His partner then took over the case. When it was first called on for sentencing he got a continuance based on his inability to get in touch with the petitioner. When the matter was reset, the partner appeared with the petitioner. That attorney reviewed the case with the petitioner, going over job prospects, family situation and his cooperation with the authorities. The pre-sentence report, which was very unfavorable, was also discussed. The probation officer expressed an intent to charge the petitioner with breach of probation on the non-support charge, rather than to take him back. The report also showed a bad work record and several prior convictions.

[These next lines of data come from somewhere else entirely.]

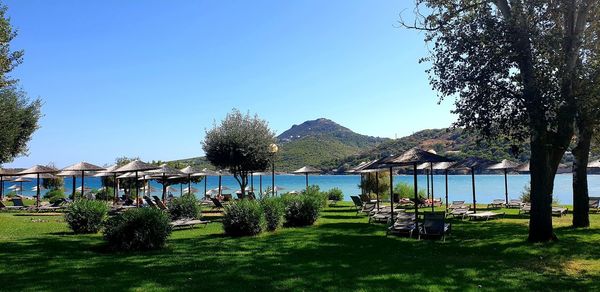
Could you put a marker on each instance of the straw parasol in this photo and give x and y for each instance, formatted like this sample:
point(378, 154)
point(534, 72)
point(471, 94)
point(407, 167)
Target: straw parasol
point(444, 166)
point(471, 164)
point(38, 170)
point(136, 166)
point(306, 170)
point(505, 165)
point(110, 171)
point(82, 167)
point(164, 170)
point(73, 174)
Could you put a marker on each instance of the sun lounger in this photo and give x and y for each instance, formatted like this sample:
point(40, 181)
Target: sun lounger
point(558, 211)
point(594, 204)
point(158, 202)
point(6, 207)
point(484, 215)
point(187, 223)
point(457, 205)
point(461, 212)
point(404, 224)
point(150, 202)
point(217, 204)
point(515, 204)
point(434, 225)
point(497, 203)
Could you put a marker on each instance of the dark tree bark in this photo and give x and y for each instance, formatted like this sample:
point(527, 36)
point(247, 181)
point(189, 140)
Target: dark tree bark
point(581, 153)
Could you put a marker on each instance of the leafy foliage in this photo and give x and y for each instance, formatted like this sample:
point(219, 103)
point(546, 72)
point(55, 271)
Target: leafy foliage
point(138, 229)
point(335, 194)
point(241, 144)
point(304, 209)
point(184, 207)
point(243, 218)
point(86, 216)
point(273, 210)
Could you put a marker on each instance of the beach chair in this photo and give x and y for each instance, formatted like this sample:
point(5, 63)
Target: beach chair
point(525, 209)
point(434, 225)
point(558, 211)
point(6, 207)
point(497, 203)
point(514, 204)
point(159, 203)
point(150, 203)
point(594, 204)
point(457, 205)
point(404, 224)
point(217, 204)
point(461, 212)
point(487, 215)
point(187, 223)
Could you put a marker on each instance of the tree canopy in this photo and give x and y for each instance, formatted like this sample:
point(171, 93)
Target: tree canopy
point(240, 144)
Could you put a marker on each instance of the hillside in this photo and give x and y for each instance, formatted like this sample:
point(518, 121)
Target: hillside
point(321, 143)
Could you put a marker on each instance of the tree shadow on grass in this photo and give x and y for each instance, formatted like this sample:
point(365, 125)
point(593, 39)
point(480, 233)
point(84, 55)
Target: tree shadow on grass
point(335, 255)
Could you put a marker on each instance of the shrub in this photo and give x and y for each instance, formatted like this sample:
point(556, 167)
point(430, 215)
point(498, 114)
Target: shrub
point(86, 216)
point(335, 194)
point(184, 207)
point(273, 210)
point(106, 194)
point(54, 195)
point(302, 210)
point(138, 229)
point(243, 218)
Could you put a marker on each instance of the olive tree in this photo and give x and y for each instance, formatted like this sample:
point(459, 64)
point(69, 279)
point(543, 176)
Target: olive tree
point(240, 143)
point(513, 66)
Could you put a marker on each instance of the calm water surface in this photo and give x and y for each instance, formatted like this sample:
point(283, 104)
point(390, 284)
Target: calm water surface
point(488, 187)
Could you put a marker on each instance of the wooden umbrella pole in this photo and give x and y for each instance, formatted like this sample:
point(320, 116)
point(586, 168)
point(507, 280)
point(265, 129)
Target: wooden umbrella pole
point(432, 194)
point(473, 185)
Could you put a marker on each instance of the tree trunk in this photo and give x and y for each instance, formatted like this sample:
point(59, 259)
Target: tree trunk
point(581, 207)
point(542, 171)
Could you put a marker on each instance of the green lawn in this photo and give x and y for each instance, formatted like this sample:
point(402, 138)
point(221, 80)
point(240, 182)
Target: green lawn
point(342, 252)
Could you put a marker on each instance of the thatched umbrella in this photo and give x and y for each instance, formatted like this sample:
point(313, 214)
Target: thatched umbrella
point(472, 164)
point(38, 170)
point(306, 170)
point(444, 166)
point(414, 157)
point(82, 167)
point(136, 166)
point(504, 165)
point(376, 171)
point(73, 174)
point(165, 171)
point(110, 171)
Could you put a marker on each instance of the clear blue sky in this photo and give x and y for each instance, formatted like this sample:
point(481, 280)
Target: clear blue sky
point(146, 78)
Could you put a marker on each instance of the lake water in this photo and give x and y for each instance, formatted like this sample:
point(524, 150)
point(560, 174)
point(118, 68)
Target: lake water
point(488, 187)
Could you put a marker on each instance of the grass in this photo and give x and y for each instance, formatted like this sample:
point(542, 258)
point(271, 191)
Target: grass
point(342, 252)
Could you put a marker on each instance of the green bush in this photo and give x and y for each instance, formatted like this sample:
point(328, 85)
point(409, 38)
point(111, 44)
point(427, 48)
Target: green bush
point(138, 229)
point(54, 195)
point(86, 216)
point(273, 209)
point(106, 194)
point(243, 218)
point(335, 194)
point(302, 210)
point(184, 207)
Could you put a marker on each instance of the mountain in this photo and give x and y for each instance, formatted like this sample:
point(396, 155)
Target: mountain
point(321, 143)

The petitioner did not challenge or question the partner's appearance on his behalf in place of the attorney actually assigned. At no time did he indicate any desire to change his plea. Although the administrative order then governing assignment of counsel provided for substitution of counsel by order of court, and relief from assignment only by order of court, the assigning court in fact ordered no relief and made no substitution.

The partner attended a conference in chambers before petitioner was to be sentenced. There the presiding judge indicated a disposition to sentence petitioner to 2 to 3 years confinement. The attorney made a fifteen minute presentation on behalf of the client stressing the cooperativeness of the petitioner, the time already spent in jail and his family situation. Upon return to open court he made a further brief argument. As a result, a sentence of 18 to 24 months was imposed. The petitioner testified that he expected, at the time of sentence, to receive a prison term, although it was longer than he anticipated.

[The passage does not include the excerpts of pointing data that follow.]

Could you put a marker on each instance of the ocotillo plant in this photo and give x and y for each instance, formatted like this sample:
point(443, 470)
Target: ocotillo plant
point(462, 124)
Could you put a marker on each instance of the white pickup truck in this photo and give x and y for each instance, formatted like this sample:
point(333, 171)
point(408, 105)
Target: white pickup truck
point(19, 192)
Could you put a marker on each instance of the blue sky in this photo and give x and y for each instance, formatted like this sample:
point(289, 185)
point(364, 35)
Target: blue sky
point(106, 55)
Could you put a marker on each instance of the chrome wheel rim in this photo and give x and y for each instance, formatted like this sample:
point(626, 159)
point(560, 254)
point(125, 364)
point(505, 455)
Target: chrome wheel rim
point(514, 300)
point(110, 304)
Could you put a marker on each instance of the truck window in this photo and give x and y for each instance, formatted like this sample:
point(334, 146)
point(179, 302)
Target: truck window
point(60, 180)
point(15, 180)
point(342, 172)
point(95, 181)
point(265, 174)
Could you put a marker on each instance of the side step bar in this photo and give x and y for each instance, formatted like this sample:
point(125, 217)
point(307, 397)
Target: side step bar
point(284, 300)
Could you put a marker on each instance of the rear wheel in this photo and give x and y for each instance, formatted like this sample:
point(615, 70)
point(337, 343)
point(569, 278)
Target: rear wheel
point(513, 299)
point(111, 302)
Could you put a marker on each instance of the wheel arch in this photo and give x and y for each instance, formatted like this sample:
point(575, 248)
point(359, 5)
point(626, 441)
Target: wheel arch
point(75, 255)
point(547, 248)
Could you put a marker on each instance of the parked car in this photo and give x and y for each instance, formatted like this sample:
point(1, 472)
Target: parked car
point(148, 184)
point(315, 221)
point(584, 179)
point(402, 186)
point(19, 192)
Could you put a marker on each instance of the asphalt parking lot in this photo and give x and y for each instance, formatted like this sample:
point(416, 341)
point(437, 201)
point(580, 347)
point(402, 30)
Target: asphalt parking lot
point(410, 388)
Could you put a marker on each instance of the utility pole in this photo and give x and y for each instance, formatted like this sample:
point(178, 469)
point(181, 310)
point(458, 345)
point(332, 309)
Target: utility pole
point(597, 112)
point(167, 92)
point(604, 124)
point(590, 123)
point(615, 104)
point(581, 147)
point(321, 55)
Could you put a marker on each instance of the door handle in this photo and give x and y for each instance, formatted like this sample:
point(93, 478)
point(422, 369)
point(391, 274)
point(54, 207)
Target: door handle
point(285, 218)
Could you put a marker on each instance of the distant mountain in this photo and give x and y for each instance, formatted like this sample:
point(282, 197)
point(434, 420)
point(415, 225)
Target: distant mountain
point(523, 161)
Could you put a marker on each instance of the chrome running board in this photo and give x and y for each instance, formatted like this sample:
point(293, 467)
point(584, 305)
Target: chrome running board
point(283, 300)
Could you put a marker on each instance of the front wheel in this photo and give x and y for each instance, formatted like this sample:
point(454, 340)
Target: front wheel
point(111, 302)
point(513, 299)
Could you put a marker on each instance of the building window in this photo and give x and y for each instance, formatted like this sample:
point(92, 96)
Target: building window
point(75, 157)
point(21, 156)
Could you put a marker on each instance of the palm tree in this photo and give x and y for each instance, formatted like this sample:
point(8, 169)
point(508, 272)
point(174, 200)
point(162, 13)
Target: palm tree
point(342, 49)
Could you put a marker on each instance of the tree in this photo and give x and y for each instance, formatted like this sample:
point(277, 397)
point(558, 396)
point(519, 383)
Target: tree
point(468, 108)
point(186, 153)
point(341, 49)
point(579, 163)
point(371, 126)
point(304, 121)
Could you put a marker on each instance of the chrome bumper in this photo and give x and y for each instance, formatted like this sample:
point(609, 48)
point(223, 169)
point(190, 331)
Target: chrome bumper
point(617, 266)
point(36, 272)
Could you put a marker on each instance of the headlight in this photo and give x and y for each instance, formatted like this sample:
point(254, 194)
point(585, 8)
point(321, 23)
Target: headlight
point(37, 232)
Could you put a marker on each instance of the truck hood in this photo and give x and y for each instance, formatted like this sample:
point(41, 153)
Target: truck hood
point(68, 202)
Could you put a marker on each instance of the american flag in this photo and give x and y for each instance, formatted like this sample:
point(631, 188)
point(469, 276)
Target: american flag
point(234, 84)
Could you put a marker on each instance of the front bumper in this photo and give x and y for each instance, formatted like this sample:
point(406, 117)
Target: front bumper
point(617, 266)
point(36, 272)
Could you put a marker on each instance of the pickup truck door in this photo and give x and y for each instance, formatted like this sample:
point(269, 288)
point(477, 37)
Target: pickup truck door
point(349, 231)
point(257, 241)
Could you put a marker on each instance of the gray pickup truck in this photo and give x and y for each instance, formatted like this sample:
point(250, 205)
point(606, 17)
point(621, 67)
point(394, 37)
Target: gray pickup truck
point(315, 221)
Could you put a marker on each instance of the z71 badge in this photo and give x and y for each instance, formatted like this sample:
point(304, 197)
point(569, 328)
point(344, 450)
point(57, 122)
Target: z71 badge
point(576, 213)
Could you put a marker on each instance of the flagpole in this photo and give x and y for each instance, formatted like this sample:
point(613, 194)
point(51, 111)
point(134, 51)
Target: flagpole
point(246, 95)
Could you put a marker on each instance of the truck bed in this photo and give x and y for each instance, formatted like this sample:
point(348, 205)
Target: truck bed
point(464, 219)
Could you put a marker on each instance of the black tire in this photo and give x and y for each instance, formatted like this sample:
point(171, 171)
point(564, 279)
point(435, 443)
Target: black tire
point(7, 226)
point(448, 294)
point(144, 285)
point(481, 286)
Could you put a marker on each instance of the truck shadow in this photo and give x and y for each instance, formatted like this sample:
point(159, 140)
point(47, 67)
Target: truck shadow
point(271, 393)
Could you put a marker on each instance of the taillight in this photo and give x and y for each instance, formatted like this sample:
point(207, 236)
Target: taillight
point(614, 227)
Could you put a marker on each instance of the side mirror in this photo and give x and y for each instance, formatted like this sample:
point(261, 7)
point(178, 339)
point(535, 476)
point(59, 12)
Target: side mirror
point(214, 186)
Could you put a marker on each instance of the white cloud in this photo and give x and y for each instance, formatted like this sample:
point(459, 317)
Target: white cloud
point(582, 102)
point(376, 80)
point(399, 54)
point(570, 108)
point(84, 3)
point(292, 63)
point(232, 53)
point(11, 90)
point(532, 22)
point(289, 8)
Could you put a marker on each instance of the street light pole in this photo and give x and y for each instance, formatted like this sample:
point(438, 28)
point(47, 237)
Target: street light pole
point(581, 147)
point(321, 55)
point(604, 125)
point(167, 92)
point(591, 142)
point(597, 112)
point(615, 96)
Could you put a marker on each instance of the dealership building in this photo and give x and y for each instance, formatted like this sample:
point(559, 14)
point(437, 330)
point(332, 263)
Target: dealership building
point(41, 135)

The partner, like original counsel, is an experienced attorney, familiar with criminal matters of this nature. The lower court found that all facts which the sentencing court could consider in favor of the petitioner were fully and adequately presented to the court by qualified counsel, *180 resulting in a revision downward of the sentence originally intended.

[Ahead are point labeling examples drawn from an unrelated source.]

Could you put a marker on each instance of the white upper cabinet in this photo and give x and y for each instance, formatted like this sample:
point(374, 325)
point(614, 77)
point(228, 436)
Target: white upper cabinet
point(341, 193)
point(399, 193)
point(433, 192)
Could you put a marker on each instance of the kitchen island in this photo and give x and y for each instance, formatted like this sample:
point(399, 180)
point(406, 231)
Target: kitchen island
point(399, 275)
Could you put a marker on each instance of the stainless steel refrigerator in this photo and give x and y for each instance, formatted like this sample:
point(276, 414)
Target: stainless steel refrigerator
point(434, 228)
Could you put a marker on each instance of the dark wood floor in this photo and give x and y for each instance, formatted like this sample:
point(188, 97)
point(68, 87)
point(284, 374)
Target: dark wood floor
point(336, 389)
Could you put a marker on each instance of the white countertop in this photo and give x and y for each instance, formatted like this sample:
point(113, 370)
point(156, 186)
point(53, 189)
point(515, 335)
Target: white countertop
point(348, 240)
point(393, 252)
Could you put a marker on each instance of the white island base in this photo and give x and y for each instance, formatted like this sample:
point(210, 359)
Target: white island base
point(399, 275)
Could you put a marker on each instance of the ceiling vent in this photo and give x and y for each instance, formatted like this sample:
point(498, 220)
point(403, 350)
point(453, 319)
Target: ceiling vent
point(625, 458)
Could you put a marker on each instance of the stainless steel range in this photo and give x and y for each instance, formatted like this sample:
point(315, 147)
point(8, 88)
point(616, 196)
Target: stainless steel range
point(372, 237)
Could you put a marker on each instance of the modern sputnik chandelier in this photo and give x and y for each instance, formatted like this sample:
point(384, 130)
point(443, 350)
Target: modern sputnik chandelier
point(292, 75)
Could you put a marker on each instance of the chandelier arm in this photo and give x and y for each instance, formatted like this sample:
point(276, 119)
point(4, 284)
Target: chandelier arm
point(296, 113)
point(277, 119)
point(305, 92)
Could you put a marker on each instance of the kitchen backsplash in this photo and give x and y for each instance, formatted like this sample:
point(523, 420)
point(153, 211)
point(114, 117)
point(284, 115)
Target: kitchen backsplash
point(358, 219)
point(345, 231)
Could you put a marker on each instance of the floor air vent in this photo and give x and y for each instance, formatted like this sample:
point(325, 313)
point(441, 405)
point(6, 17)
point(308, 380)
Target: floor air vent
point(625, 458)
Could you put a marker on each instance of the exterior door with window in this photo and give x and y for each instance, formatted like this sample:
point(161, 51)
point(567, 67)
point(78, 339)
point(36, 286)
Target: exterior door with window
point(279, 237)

The structure of this case is very similar to State v. Jackson, 127 Vt. 237, 246 A.2d 829. There is, first, the failure to comply with the directives of this Court, in this case as laid down in Administrative Order No. 6. Assignment as counsel involves a personal responsibility, and discharge not only requires the consent of the assigning court, but is subject to such terms and conditions as that court may impose. As a matter of orderly operation of the judicial system, compliance with the applicable court rules and administrative orders is essential. In this case, failure to do so has provoked this litigation, and we join with the lower court in disapproving the informality of the substitution of counsel here.

But, secondly, again as in State v. Jackson, supra, 127 Vt. 237, 238, 246 A.2d 829, this disapproval does not necessarily resolve the issue in favor of the petitioner. It is incumbent upon him to show that this substitution of counsel worked, or ought to be presumed to have worked, prejudice to him.

This kind of proceeding is, substantively, a special statutory remedy in the nature of habeas corpus, applicable to those "in custody under sentence of a court." 13 V.S.A. § 7131. It provides for judicial review of challenges to confinement on grounds "that the sentence was imposed in violation of the constitution or laws of the United States, or of the state of Vermont, or that the court was without jurisdiction to impose the sentence, or that the sentence was in excess of the maximum authorized by law, or is otherwise subject to collateral attack * * *."

Thus, as was the case in habeas proceedings, the petitioner is the advancing party and has the burden of proof. In re Shuttle, 125 Vt. 257, 258, 214 A.2d 48. Mere errors or irregularities not reaching the "constitutional dimension" mentioned in In re Newton, 125 Vt. 453, 457, 218 A.2d 394, will not vitiate the conviction, In re Murphy, 125 Vt. 272, 274, 214 A.2d 317, but may give rise to appropriate corrective action, if required. 13 V.S.A. § 7133.

In this case, the conclusion of the lower court that the petitioner has shown no prejudice on account of the irregular substitution of counsel is fully borne out by the record. Relief was properly denied.

The judgment dismissing the petition is affirmed.